Greetings and salutations, dear OOCers!
 
Goodness how time flies when there’s lots going on. Since last we newsletter’d we had a great, thought-provoking time at Romantic Notions (our Dean Spade event, co-sponsored with SFPIRG, the Women’s Centre, and the Gender, Sexuality, and Women’s Studies department), workshop’d on Self Care and Suicide Awareness, and visited with Power to Change to break down some barriers across our communities. Phew.
 
And we barely have time to take a breath before we charge headlong into Queer Awareness Week, which starts Monday, March 11th! But you’ll read about that below. You’ll also read about all kinds of great stuff the Women’s Centre is doing around International Women’s Day (under the Community Events and Happenings section).
 
Today’s newsletter includes a job posting for another organization, and comes accompanied by strong concerns about the organization’s problematic policies. Vancouver Rape Relief excludes trans* women from volunteering for their organization, and — although we have had trouble finding explicit policies regarding who can access their services — it seems clear from the arguments they used in taking legal action to uphold this exclusion against Kimberly Nixon that they do not consider trans* women to be women.

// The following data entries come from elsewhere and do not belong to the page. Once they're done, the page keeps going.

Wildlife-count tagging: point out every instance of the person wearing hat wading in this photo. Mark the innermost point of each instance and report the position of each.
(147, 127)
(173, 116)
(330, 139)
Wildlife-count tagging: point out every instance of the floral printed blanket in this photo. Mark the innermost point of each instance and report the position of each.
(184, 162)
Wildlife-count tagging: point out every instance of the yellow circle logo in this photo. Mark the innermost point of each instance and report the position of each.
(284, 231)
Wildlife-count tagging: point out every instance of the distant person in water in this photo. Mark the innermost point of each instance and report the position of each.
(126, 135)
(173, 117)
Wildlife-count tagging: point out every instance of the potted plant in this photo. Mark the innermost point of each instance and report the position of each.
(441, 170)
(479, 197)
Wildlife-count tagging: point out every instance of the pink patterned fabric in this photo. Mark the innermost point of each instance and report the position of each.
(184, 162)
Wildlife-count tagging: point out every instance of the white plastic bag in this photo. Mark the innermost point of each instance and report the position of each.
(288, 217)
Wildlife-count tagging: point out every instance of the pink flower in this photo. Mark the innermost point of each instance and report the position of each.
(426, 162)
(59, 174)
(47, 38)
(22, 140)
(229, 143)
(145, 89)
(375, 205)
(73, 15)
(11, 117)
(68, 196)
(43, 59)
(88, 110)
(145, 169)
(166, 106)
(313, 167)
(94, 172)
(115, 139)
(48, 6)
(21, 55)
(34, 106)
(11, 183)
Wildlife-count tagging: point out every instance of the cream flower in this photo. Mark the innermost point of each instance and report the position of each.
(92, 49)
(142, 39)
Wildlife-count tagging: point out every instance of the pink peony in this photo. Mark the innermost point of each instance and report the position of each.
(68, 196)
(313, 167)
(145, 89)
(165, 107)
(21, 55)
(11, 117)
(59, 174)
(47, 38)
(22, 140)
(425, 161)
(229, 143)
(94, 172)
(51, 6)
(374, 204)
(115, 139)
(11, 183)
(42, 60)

Their stances are extremely problematic, and their actions do not align with our Mission Statement: “…to reduce discrimination and increase awareness about lesbian, gay, bisexual and transgender people… We are committed to resisting all forms of discrimination and oppression…”. However, we recognize that there are many in our community who could really use paid work, and that the work they do, while objectionably limited, remains an important service. It is at this intersection of recognizing the very problematic aspects of their organization and the potential financial need of people in our membership that we pass along the details of this posting.

Contents
 

Queer Awareness Week Events
1. Gender Workshop, Monday March 11th 3:30-5:30pm in MBC 2290
2. Community Mixer, Tuesday March 12th 4:30-6:00pm in the OOC Lounge (TC314N)
3. Movie & Discussion Night — Rent!, Wednesday March 13th 6:30pm in the OOC Lounge (TC314N)
4. Safer Sex: Negotiating Boundaries, Thursday March 14th 10:00-11:30am in MBC 2294
5. Kick Out Prejudice Soccer Workshop, Friday March 15th 3:30-7:00pm in EDB 7550

6. Queering Disability Justice: Sex, Our Bodies, and Liberation, Saturday March 16th 10:30am-5:30pm at SFU Harbour Centre
Other Out on Campus Events
7. Vancouver All Gender Swing Lesson, Live Jazz Band, & DANCING!!! Saturday Mar 23rd 7:30pm, Rhizome Cafe
Community Events and Happenings
8. Cycle of Juvenile Justice: The Crisis of Aboriginal Youth, Wednesday March 6th 6:30pm
9. IWD Pancake Breakfast at the Women’s Centre! Thursday March 7th 10am-3pm (TC3013)
10. Self-Defense Class for Self-Identified and Gender Queer Women, Sat Mar 9th & Sat Mar 16th 11am-5pm, Women’s Centre (TC3013)
11. UBC Sexual Assault Support Services staff at UBC visits SFU, Monday March 11th 5:30-7:00pm, GSS Lounge MBC2212
12. Vancouver Rape Relief Job Posting
13. Transgender Health Program Survey

 

 

1. Gender Workshop, Monday March 11th 3:30-5:30pm in MBC 2290
Queer awareness week kicks off with a gender workshop. Come and learn about what gender is really about. What is gender? How does it differ from sex? These questions will be answered and more. Snacks and refreshments will be provided!

2. Community Mixer, Tuesday March 12th 4:30-6:00pm in the OOC Lounge (TC314N)
The fun continues with a community mixer. Meet and mingle with faculty and other SFU community members. This provides an opportunity to talk about the role of community on our campus, specifically with self-identified gender and sexual minorities.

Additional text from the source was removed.